Former Syracuse Synagogue Opens as a ‘Green’ Hotel
Crossposted from Samuel Gruber’s Jewish Art & Monuments
In August 2009 I wrote (and posted photos) about plans to transform the former Temple Adath Jeshurun in Syracuse, into a new “boutique” hotel. This week the hotel opened. The building is still an impressive presence on Syracuse’s University Hill, though inside nothing of the old sanctuary remains. The project includes many green elements and it’s a LEED certified building. The “greenest” element of all, however, is the reuse of the structure. The embedded energy and labor in the old materials and construction have not gone to waste, nor to a landfill.
In antiquity the synagogue was a place where visitors to a community could find refuge, a meal and sometime a bed. I’m thinking, of course, of the famous Theodotus inscription found in Jerusalem (translation from Meyers in “Sacred Realm: The Emergence of the Synagogue in the Ancient World” by Steven Fine):
Theodotos, son of Vettenos the priest and synagogue leader [archisynagogos], son of a synagogue leader and grandson of a synagogue leader, built the synagogue for the reading of the Torah, and studying the commandments, and as a hostel with chambers and water installations for the accommodation of those who, coming form abroad, have need of it, which [that is, the synagogue] his fathers, the elders and Simonides founded.
The Syracuse transformation, however, is the first I can think of where a former synagogue has been turned into a commercial hotel, though many synagogues have made into apartments and private houses.

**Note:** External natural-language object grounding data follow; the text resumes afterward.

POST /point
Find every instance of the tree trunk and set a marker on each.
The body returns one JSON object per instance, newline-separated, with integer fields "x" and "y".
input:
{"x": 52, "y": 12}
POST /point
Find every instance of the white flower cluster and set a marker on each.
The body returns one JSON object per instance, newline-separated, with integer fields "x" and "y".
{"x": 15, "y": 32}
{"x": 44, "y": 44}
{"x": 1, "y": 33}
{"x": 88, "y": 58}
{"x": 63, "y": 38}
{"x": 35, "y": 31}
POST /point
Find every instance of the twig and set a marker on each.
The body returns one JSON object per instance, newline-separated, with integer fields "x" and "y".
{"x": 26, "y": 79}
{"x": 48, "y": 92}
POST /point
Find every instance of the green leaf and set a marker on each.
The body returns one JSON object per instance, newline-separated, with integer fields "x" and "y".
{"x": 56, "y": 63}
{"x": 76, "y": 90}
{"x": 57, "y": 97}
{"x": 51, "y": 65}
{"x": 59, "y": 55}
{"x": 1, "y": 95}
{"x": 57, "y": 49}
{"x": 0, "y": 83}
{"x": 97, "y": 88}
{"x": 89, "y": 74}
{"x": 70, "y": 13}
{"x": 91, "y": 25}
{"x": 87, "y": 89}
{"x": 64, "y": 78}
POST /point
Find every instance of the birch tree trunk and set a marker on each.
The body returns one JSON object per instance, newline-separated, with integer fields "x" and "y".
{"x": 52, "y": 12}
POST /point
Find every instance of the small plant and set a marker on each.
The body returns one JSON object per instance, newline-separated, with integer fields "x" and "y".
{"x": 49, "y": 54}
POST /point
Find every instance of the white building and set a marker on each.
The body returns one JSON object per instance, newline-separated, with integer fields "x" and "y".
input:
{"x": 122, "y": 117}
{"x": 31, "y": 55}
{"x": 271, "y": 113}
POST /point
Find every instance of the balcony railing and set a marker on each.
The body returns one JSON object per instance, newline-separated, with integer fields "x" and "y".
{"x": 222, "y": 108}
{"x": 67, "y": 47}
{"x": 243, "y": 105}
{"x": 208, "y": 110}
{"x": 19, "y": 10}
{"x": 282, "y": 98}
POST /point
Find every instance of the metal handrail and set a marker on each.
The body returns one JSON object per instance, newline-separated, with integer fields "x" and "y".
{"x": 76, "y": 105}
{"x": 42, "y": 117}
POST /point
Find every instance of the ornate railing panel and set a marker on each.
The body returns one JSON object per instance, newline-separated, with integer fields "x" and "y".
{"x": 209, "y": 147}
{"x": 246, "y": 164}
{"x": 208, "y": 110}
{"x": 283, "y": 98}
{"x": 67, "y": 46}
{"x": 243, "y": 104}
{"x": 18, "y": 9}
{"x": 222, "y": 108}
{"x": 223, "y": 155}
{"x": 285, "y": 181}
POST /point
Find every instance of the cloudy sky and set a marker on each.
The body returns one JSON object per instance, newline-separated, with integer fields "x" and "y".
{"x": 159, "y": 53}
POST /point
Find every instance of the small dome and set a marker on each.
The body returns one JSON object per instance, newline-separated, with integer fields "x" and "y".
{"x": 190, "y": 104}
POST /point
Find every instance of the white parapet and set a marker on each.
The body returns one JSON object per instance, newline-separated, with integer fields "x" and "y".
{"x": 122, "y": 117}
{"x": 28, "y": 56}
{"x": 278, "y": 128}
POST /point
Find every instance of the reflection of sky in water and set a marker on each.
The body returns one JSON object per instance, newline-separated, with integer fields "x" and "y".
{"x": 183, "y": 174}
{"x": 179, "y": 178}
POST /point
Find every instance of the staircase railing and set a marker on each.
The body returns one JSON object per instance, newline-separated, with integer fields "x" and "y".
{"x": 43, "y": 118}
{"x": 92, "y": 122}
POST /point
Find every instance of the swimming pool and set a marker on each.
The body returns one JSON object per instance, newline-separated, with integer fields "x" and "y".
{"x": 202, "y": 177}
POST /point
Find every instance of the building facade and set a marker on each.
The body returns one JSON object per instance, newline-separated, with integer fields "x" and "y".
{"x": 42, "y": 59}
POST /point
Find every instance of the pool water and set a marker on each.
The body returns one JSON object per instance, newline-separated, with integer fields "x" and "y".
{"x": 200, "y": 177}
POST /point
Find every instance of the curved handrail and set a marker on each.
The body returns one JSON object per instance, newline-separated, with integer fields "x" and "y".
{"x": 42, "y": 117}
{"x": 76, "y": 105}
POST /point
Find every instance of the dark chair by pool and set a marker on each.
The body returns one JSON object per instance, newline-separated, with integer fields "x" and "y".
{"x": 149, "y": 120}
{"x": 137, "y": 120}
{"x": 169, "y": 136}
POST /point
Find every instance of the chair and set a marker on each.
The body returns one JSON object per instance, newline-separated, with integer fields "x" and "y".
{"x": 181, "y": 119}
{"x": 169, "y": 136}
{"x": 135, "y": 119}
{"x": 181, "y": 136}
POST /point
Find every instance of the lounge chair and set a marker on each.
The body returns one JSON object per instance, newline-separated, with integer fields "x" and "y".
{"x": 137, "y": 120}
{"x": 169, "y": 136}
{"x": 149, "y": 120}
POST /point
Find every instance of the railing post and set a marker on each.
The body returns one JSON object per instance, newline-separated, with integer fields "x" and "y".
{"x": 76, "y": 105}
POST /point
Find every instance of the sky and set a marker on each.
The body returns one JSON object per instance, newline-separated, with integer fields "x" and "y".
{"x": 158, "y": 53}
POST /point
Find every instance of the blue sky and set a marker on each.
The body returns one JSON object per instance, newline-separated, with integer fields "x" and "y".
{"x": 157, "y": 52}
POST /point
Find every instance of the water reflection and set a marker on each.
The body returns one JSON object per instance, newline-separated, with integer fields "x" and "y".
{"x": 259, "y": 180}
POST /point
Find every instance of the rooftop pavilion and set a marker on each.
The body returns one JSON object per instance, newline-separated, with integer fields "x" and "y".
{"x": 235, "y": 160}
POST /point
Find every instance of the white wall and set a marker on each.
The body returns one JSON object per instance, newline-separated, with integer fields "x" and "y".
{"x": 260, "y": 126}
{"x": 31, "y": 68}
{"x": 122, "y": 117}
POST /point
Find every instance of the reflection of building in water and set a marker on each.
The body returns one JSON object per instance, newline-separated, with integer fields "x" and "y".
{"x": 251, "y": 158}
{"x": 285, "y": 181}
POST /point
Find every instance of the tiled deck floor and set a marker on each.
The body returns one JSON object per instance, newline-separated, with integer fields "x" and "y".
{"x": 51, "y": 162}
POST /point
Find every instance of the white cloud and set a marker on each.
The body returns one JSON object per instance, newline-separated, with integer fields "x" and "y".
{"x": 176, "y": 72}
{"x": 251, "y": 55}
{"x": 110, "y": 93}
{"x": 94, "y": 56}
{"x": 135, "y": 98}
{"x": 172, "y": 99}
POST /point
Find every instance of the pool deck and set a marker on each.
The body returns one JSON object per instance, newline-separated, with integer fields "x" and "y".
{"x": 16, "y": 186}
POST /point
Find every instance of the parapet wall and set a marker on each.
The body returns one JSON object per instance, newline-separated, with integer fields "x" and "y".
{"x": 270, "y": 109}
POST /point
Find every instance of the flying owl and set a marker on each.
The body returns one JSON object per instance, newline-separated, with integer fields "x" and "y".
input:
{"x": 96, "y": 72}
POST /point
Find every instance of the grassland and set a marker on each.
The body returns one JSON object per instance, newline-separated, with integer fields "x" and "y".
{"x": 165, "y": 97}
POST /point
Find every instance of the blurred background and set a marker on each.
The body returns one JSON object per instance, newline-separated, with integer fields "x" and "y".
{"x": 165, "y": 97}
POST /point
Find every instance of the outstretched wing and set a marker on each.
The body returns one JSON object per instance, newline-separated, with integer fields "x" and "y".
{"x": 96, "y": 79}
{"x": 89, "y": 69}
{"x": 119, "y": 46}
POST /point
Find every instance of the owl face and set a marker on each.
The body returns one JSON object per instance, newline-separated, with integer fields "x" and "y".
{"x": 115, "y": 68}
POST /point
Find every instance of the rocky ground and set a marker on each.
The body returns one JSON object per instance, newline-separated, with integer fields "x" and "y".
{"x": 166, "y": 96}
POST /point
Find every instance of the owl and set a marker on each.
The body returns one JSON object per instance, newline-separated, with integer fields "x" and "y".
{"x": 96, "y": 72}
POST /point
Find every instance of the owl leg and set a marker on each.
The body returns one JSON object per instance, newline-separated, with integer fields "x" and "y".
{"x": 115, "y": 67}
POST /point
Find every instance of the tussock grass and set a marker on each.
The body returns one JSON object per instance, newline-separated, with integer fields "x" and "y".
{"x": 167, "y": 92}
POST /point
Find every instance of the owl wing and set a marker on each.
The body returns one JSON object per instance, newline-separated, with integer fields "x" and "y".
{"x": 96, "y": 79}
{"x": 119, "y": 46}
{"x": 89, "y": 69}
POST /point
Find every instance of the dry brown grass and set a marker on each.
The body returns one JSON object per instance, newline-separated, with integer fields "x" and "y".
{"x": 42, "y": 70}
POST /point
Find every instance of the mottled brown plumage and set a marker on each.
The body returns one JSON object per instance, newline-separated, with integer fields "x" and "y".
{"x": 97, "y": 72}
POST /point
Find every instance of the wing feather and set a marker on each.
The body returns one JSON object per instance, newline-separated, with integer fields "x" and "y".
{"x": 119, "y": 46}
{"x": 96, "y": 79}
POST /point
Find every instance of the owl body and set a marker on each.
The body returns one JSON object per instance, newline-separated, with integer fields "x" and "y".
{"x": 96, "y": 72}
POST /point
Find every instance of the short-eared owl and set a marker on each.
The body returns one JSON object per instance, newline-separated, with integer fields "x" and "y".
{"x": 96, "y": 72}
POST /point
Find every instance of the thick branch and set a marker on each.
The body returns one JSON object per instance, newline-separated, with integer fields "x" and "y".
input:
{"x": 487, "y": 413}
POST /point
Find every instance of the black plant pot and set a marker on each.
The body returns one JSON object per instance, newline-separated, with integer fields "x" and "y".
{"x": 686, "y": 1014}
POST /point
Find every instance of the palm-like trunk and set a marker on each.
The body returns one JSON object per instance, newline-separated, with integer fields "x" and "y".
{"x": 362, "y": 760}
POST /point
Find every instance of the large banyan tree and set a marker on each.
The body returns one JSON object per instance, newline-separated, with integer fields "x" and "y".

This was a compromise solution. It left a good building and city landmark and it has made an empty site useful, and into one what will eventually pay much-needed city taxes. Any residual “holiness” of the place had long since been lost, and its Jewish identity largely forgotten since for many years the Salt City theater group, which occupied the space, hung a large “Jesus Christ Superstar” sign out front. The group was promoting its annual musical production — not a religion. Still, I am sure many former congregants winced when they drove by the old building and saw this adorning the site of so many weddings and bar mitzvahs.